L’ article 3 met en œuvre une recommandation de la mission IGAS précitée en permettant aux conseils nationaux de professionnels (CNP), ou représentants de la profession en l’absence de CNP, d’élaborer des référentiels d’action de DPC dans le respect des orientations scientifiques définies par la HAS. En outre, il supprime les orientations prioritaires du développement professionnel continu jugées trop nombreuses par les rapports d’inspection et bien souvent inadaptées à la réalité de l’exercice des professionnels .
L’ article 4 supprime l’ANDPC et rattache le pilotage scientifique du DPC et de la certification périodique à la Haute autorité de santé , conformément à une préconisation de l’inspection générale des affaires sociales formulée dès 2008 : « Il paraît préférable de positionner cette structure au sein de la HAS que de constituer un organisme auprès du conseil national de développement professionnel continu. En tout état de cause, cette structure rend compte de son action devant ce conseil . ».
Parallèlement et conformément aux préconisations de la direction générale de l’offre de soins et de la mission de restructuration de l’ANDPC conduite par la délégation interministérielle à la transformation publique, la gestion financière et administrative du DPC est confiée à une autorité administrative dont l’identité exacte donnera lieu à la prise d’un décret . En tout état de cause, la Caisse des dépôts et consignations apparaît indiquée pour accomplir cette mission .
L’ article 5 prévoit également l’ajout d’un chapitre III au titre II du livre préliminaire du code de la santé publique créant, par voie de conséquence, une commission spécialisée et réglementée au sein de la HAS . Celle‑ci a vocation à élaborer les méthodes de formation continue applicables aussi bien en matière de développement professionnel continu que de certification périodique.

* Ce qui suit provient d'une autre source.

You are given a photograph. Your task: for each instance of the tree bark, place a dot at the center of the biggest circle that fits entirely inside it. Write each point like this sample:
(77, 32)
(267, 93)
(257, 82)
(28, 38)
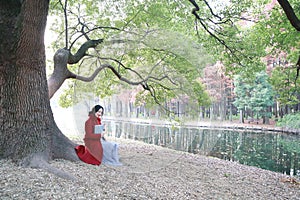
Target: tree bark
(28, 130)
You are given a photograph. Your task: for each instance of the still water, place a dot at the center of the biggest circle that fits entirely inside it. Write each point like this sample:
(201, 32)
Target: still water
(272, 151)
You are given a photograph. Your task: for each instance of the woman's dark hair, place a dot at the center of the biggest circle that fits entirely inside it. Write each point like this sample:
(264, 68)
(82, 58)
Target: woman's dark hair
(96, 108)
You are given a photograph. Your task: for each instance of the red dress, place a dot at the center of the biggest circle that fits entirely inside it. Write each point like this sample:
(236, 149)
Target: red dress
(92, 152)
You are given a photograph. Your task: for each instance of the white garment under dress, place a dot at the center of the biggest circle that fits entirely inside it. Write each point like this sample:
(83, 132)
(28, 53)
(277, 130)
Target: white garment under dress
(110, 153)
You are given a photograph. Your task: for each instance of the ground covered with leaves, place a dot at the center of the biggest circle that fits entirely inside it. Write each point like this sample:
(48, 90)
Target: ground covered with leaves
(148, 172)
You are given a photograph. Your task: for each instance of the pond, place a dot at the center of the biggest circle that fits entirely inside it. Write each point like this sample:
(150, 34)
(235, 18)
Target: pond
(272, 151)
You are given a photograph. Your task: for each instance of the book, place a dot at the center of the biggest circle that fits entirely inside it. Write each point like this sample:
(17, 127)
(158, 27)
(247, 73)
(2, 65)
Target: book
(99, 129)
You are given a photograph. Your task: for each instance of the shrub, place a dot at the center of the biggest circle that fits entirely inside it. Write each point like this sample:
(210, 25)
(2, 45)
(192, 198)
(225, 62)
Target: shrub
(290, 121)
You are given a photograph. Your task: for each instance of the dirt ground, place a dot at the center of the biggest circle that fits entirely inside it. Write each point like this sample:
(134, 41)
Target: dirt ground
(148, 172)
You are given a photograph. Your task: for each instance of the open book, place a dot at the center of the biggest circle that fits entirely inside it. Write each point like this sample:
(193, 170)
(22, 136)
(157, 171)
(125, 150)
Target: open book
(99, 129)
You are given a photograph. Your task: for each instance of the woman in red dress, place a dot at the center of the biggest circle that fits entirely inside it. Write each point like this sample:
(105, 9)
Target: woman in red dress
(92, 152)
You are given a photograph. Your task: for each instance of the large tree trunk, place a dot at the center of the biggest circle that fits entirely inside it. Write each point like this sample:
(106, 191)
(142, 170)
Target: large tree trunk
(28, 130)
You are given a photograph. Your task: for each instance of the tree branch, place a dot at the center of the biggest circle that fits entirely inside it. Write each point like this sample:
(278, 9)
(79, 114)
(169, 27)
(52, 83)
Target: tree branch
(289, 11)
(82, 51)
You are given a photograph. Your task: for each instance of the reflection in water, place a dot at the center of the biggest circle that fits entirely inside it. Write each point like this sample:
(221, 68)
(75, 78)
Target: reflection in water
(271, 151)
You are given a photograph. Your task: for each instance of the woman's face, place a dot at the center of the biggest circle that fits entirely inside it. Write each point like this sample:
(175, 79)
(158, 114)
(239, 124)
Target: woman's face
(99, 113)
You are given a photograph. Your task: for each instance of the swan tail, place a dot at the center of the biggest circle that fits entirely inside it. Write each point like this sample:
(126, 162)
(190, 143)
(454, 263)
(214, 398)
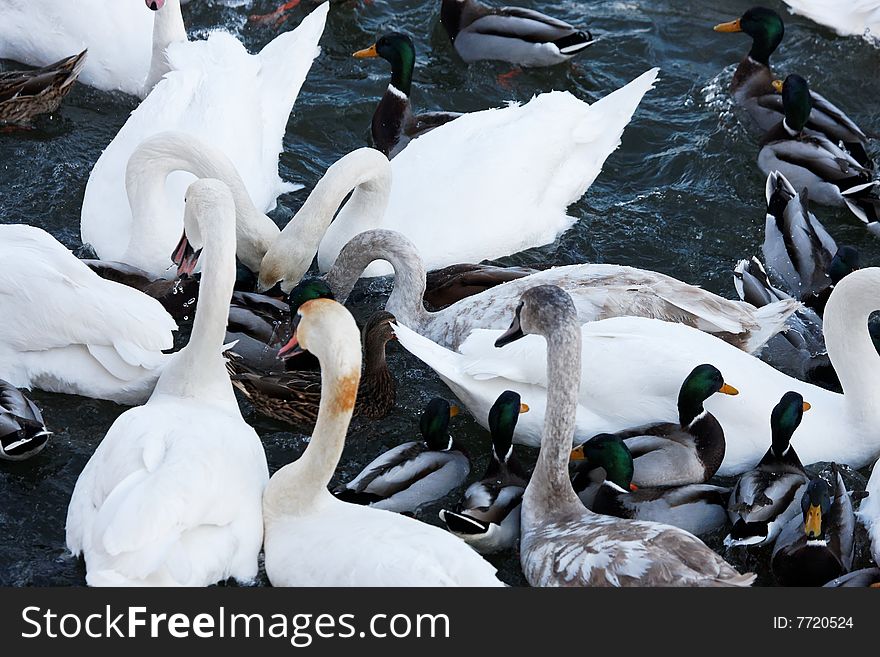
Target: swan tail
(771, 319)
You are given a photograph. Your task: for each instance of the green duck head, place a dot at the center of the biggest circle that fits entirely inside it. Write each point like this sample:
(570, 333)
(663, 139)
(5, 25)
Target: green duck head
(610, 453)
(764, 26)
(796, 101)
(785, 418)
(398, 50)
(844, 262)
(502, 421)
(312, 288)
(815, 504)
(703, 382)
(434, 424)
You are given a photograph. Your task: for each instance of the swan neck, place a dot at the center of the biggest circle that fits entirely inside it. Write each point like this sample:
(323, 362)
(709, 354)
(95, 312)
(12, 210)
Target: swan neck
(849, 344)
(168, 28)
(406, 301)
(199, 369)
(550, 487)
(296, 487)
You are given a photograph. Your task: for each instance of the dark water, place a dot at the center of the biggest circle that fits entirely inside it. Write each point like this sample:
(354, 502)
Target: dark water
(682, 195)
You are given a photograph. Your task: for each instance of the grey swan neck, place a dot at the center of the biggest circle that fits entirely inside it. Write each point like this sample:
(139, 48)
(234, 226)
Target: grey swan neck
(550, 491)
(406, 301)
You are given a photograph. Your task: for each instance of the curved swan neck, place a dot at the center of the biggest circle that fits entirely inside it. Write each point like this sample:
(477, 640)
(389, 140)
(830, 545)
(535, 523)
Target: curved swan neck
(368, 173)
(199, 370)
(406, 301)
(549, 489)
(168, 28)
(296, 487)
(849, 343)
(145, 175)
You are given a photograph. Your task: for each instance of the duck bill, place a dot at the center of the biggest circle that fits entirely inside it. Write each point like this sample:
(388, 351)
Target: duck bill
(730, 26)
(512, 334)
(813, 522)
(185, 257)
(366, 53)
(291, 349)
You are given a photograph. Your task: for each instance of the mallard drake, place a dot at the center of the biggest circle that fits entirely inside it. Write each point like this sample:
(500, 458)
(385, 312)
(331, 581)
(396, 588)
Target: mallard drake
(563, 543)
(817, 546)
(444, 287)
(695, 508)
(394, 123)
(415, 473)
(855, 17)
(293, 396)
(690, 452)
(752, 86)
(830, 174)
(765, 498)
(864, 578)
(511, 34)
(314, 539)
(23, 432)
(487, 518)
(25, 95)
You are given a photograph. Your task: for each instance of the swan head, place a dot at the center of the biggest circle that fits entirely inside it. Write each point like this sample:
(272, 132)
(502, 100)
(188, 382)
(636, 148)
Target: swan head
(327, 330)
(541, 311)
(205, 198)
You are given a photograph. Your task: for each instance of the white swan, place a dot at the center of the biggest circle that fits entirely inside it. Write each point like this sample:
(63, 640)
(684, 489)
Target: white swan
(313, 539)
(126, 41)
(147, 240)
(172, 495)
(65, 329)
(853, 17)
(869, 512)
(562, 543)
(599, 291)
(495, 182)
(633, 368)
(238, 102)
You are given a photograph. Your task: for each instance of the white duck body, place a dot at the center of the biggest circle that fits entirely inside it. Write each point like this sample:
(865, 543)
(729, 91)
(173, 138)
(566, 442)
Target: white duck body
(126, 41)
(172, 495)
(854, 17)
(313, 539)
(497, 181)
(218, 92)
(663, 354)
(599, 291)
(65, 329)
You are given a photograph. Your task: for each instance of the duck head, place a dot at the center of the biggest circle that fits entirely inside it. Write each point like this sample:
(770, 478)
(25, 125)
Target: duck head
(502, 422)
(609, 459)
(785, 418)
(434, 424)
(815, 504)
(399, 51)
(796, 102)
(703, 382)
(764, 26)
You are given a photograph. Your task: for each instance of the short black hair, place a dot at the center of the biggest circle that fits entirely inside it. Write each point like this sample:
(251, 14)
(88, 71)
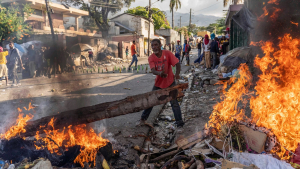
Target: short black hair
(156, 40)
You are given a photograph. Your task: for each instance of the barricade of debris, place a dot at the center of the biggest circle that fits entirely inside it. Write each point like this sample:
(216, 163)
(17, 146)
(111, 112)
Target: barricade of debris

Elle veillera également à prévenir les potentiels conflits d’intérêts et à garantir que les formations et certifications reposent sur des connaissances objectives et respectueuses des règles déontologiques.
Les modalités d’application de ce chapitre seront, en outre, précisées par décret en Conseil d’État.
L’article 6 unifie les systèmes d’information relatifs aux différentes modalités de formation des professionnels de santé (développement professionnel continu, accréditation, certification).
L’article 7 a trait à l’organisation de la Haute autorité de santé dans sa mission d’évaluation des technologies à visée diagnostique . Il consacre ainsi au plan législatif l’existence de la commission interne établie en 2023 par la Haute autorité de santé afin d’évaluer les technologies diagnostiques, pronostiques et prédictives. Dans le détail, cette commission permet au collège compétent de préparer plus finement les délibérations portant sur l’inscription à la liste de remboursement d’un acte à finalité diagnostique.
La consécration de cette commission dans la loi est une demande récurrente des autorités sanitaires et a fait l’objet d’un vote positif des deux chambres du Parlement à l’occasion de l’examen du projet de loi de simplification de la vie économique. Le dispositif intégré par voie d’amendement par le Sénat en première lecture avant de faire l’objet de modifications par l’Assemblée nationale ( [2] ) . Il a néanmoins été considéré comme « cavalier législatif » par le Conseil constitutionnel ( [3] ) .
L’article 8 garantit enfin que l’application de la présente proposition de loi ne vienne pas obérer la prise des décrets relatifs à la mise en œuvre de la certification périodique. À cet effet, un choix a été fait de proposer une date suffisamment lointaine permettant aux administrations de publier l’intégralité des décrets assurant la mise en œuvre de la certification périodique.
L’intention du législateur, et pour cause, vise donc à ce que la présente proposition de loi n’entre en vigueur qu’une fois le dispositif de certification périodique effectif.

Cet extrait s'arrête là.